Fiona pours her honest self into each record over music that is composed to be able to morph with her, and compliment the changes she endures. Like a folk singer has his or her acoustic guitar, Fiona mainly has her piano, and she utilizes this piano to effectively produce blanket genres such as jazz and alternative rock that are flexible enough to be artistically crafted into ambitious pop, and flexible enough to be the backing tones to suit her personality and convey anything she may feel in her heart.
Fiona's relationship with listeners is a form of storytelling presented like that of folk singers. She is always in front, the music's position of power being an underlying vehicle to set the songs atmosphere as Fiona directs the main of the listener attention to her lyrics and delivery, never loosing the center spotlight. What's great about this is that Fiona never lets herself and what she's saying be swallowed and overpowered by a songs production or backing music like most female pop singers do by putting themselves on the same level as the music. Most female singers feel hindered and restrained by the guidelines the backing music is playing for them, so it's refreshing to hear somebody like Fiona Apple having dominance and control over the music, and herself a the unmistakable main priority.
This focus of herself and lack of equality between her and the music's creates songs that have the pitch of a raw session of venting and brooding, with every detail of all the anguish, or daunting sadness, or murky wallowing being brought out through her every aspect of her smokey and strongly defined voice. Fiona doesn't just randomly belt out long notes to show off talent, she twists and turns her voice to fittingly express every emotion she feels in these songs as much as possible, making every note she hits count as it should.

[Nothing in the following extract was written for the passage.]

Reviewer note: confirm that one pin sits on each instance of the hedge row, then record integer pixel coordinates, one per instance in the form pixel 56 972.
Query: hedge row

Fiona's music sounds like nothing else any other female pop singer is doing. It boasts a seamless fusion between jazz and alternative music through the creative and unique middle-man of a piano, all encompassed by an independent feel that feels open and spacious, yet focused and controlled. Fiona's piano is able to bring out all kinds of vibes ranging from sexuality, to lust, to depression, heartache, all frequently at the same time, and all with a performance that never plays the keys to the dramatic, it's always cool, suave and fragile.
Fiona is one of the only female pop vocalists to release an album in this modern age that is truly all about her, and not in a propped up or self-important way, but in an overwhelmingly human sense. And 'all about her' is how it should be, her music is under only her name after all. If only other female pop vocalists had this much of a natural and organic relationship of vulnerablility between their audience, while still being able to make ambitious music that deftly finds and blends the most compatible assets of genres and blends them together in original ways, and sounds as good as her voice does on top of it all.
Fiona is just herself on this album in every way, in her musical ideas, in her singing, and in her story-telling, and all creative and vocally mind-blowing while doing it. She has come back to the music scene years later and yet again proves that no other singer connects to her audience like her, no other singer is as jazzy as her, and no other singer still has this much independent imagination to back up her talent even after all of these years. All these kinds of things wrapped into one is sorely missed, and desperately needed more in pop music, and thankfully Fiona is powerful enough to have the potential to do it all single-handedly.